CVC calls CBI to investigate fake LTC claims and the rackets behind
Kolkata Police stumbled upon racket in March when they detained a flyer carrying more than 600 blank Air India Boarding Passes.
Air
India's vigilance division began probe and found that govt employees
were forging boarding passes and tickets and inflating fares.
In
March, Rajya Sabha secretariat asked AI to look into seven tickets. All
found to be fake mentioned non-existent business class for Port Blair.
Each ticket priced at Rs.1.35 Lakh
Over 400 employees of Ordnance
Factory Board allegedly flew to North East between 2006 and 2008. One
forged ticket at Rs.2.11 lakh.

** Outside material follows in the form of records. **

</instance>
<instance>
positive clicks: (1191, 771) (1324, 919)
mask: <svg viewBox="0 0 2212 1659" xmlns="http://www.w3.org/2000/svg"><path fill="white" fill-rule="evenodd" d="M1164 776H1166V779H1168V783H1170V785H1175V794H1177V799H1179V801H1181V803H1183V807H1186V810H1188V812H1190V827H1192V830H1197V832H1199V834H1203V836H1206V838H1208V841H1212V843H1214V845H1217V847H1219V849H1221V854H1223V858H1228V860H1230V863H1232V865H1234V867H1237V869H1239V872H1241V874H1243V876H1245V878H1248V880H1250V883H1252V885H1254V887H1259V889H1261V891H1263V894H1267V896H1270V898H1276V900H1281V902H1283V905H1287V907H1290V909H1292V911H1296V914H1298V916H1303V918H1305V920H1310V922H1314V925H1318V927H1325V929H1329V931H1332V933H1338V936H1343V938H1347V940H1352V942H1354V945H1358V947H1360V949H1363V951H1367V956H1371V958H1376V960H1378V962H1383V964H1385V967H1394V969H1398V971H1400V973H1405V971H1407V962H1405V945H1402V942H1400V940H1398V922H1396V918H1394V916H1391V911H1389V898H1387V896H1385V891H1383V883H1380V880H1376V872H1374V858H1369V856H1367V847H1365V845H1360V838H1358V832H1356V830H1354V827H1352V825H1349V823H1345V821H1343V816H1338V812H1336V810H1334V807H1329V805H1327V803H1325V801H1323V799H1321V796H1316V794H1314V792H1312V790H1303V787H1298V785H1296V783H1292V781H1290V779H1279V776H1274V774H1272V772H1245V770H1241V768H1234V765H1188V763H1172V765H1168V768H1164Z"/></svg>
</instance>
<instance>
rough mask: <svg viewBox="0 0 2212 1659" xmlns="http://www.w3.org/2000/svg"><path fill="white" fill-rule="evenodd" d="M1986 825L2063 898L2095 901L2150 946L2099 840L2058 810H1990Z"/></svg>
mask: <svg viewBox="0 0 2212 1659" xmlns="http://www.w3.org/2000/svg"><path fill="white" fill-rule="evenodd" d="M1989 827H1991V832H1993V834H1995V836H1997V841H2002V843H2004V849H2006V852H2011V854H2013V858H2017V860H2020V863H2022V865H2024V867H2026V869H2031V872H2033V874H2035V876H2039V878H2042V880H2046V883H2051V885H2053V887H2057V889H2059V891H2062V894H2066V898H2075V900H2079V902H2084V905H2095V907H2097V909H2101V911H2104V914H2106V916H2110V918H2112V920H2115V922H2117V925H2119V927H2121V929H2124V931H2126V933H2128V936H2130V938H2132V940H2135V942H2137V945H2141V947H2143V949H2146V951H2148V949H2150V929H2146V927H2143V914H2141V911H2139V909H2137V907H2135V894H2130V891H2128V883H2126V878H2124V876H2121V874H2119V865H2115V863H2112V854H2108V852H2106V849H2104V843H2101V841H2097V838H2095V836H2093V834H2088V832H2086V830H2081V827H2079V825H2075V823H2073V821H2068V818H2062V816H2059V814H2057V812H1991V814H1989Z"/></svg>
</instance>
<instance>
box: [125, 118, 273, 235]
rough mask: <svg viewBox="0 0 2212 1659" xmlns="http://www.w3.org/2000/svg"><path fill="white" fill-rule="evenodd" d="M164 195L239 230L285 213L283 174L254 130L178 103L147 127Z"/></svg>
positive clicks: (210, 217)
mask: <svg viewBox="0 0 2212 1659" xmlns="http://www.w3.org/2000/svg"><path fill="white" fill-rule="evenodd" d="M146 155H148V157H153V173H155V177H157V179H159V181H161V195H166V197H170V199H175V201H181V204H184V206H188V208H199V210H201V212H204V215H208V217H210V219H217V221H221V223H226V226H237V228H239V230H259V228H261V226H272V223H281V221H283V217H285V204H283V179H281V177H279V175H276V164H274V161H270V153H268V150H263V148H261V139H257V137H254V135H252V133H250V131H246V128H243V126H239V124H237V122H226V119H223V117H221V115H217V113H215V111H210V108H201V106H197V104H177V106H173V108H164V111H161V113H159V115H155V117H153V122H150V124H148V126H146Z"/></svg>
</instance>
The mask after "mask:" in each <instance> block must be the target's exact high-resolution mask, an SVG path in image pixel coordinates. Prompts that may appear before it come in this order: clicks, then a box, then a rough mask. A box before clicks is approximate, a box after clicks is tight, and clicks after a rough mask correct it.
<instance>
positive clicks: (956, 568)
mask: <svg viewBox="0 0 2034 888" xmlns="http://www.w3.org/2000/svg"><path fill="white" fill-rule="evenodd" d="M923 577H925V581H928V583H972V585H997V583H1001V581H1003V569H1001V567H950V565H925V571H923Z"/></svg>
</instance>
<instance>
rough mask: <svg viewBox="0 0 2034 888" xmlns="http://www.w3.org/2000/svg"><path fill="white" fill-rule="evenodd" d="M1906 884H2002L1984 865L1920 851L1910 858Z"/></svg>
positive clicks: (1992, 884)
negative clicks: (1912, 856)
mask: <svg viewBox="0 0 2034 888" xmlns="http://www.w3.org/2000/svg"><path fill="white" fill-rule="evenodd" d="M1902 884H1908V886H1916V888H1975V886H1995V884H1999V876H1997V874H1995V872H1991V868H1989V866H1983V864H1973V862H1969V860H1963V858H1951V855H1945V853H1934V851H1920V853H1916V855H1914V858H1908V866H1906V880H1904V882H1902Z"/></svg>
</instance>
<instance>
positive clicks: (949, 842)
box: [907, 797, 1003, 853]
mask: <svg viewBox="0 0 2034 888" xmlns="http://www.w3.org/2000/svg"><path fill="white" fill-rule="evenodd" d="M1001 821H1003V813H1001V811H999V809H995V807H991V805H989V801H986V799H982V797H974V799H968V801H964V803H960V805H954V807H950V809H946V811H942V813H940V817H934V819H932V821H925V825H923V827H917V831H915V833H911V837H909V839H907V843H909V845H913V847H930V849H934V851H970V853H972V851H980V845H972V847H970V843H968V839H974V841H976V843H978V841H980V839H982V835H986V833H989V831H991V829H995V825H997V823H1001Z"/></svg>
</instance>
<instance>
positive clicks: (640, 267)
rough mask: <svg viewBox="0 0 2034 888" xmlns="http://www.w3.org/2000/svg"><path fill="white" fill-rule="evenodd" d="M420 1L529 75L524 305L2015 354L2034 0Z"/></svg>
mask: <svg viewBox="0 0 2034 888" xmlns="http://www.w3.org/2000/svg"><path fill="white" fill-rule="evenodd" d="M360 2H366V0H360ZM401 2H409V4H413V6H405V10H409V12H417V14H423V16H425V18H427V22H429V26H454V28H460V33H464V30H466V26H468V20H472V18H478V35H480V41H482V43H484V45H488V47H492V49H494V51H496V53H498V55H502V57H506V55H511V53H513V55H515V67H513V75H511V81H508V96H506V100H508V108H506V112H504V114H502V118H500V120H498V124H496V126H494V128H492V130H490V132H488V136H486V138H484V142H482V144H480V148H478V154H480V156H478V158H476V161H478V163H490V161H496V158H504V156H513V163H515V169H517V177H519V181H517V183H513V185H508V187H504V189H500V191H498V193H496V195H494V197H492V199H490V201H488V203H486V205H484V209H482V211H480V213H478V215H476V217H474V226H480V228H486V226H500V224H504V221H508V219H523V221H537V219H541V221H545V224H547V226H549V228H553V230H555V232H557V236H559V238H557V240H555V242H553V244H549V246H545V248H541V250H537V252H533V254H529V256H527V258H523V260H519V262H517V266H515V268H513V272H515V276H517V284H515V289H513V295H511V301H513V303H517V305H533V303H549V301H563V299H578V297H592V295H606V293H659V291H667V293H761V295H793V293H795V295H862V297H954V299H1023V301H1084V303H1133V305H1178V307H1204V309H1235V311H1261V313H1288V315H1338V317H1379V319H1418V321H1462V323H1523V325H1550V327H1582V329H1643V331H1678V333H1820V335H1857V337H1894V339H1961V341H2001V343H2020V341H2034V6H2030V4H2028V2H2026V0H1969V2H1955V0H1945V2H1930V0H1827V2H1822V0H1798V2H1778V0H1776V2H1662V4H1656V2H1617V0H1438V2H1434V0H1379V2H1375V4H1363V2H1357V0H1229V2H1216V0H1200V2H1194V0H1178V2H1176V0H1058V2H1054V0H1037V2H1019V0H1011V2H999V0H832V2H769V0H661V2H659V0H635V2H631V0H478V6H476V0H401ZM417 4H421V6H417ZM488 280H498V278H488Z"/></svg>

Not clear how many actually travelled.
On Aug 16, Central Vigilance Commission asks CBI to probe raket.
News by Times of India:NEW
DELHI: The CBI has been called in by the Central Vigilance Commission
(CVC) to investigate a widespread racket in claims of leave travel
concession (LTC) involving central government and public sector
employees as well as travel agents.
The CBI, which was asked on
August 16 by CVC to carry out a criminal investigation, is likely to
question dozens of such employees. Large sums are said to have been
siphoned out of the government by producing fake Air India tickets and
boarding passes (the only airline that government and PSU employees are
allowed to use for LTC).
A sizeable number are of the rank of
under secretary and above. Most of them claimed to have travelled with
their family to the extremities of the country — the northeast, Kerala
and the Andamans. The racket, said sources, has been one of the worst
kept secrets although there was no actionable evidence against it.
The
Kolkata Police was the first to stumble upon the LTC racket in March
this year when it detained a passenger at Kolkota airport with more than
600 blank boarding passes of Air India. He was to board a SpiceJet
aircraft to Port Blair. On being interrogated, he claimed that he was to
deliver it to someone in the Andamans. The surmise is that this someone
in the Andamans was to fill up fictitious details of flights there on
the blank boarding passes. An investigation by the police is underway,
sources said.
Air India's vigilance division began an
investigation after the airline was asked about the fake boarding
passes. Initial inquiries by the airline confirmed that it was a fairly
widespread practice among government employees to manipulate LTC by
submitting forged boarding pass and tickets, and hugely inflating fares.
In
March, the Rajya Sabha secretariat asked Air India for verification of
seven tickets issued by a travel agency to secretariat employees on the
Delhi-Kolkota-Port Blair sector. Air India reported back that the
tickets and boarding passes were fabricated. "No such journey has been
undertaken by the seven people," Air India said.
The fictitious
tickets submitted to the RS secretariat turned out to be a crude job —
they included a business class ticket, even though Air India has no
business class seats to Port Blair. Some of the boarding passes had the
same number, even same seat numbers. And each ticket was for Rs 1.35
lakh, although the fare on that particular day was nowhere near that
amount.
Air India also carried out an internal investigation into
another complaint, this one from the Ordnance Factory Board. From the
Board's Jabalpur plant over 400 employees and their families ostensibly
travelled to the northeast to avail LTC between 2006 and 2008. Under a
special order of the government to promote tourism in northeast, even
the lowest ranked government employees and their families can fly to
northeast sector and claim airfare under LTC.
A ticket submitted
by a Jabalpur employee was found to have been valued at an incredible Rs
2.11 lakh; it's hardly surprising that it turned out to be a forgery.
While the e-tickets were definitely forged, it is still not clear how on
many of these tickets people actually travelled.
It is suspected
that some of these tickets may have been bought by cash by travel
agents from Air India. And then they may have created forged e-tickets,
showing higher fares. Whatever may be the case, the CBI is expected to
investigate all the 400 families that travelled to northeast from
Jabalpur, sources said.
Sources also said the LTC racket appears
to be rampant across government departments, public sector units, and
public sector banks.
It also appears that many officials submit
forged boarding passes and e-tickets of travel between Delhi and
Thiruvananthapuram, while they are actually travelling to Colombo or
Singapore. In other words, on the basis of their
LTC claims, employees
are undertaking foreign trips, which this facility doesn't allow.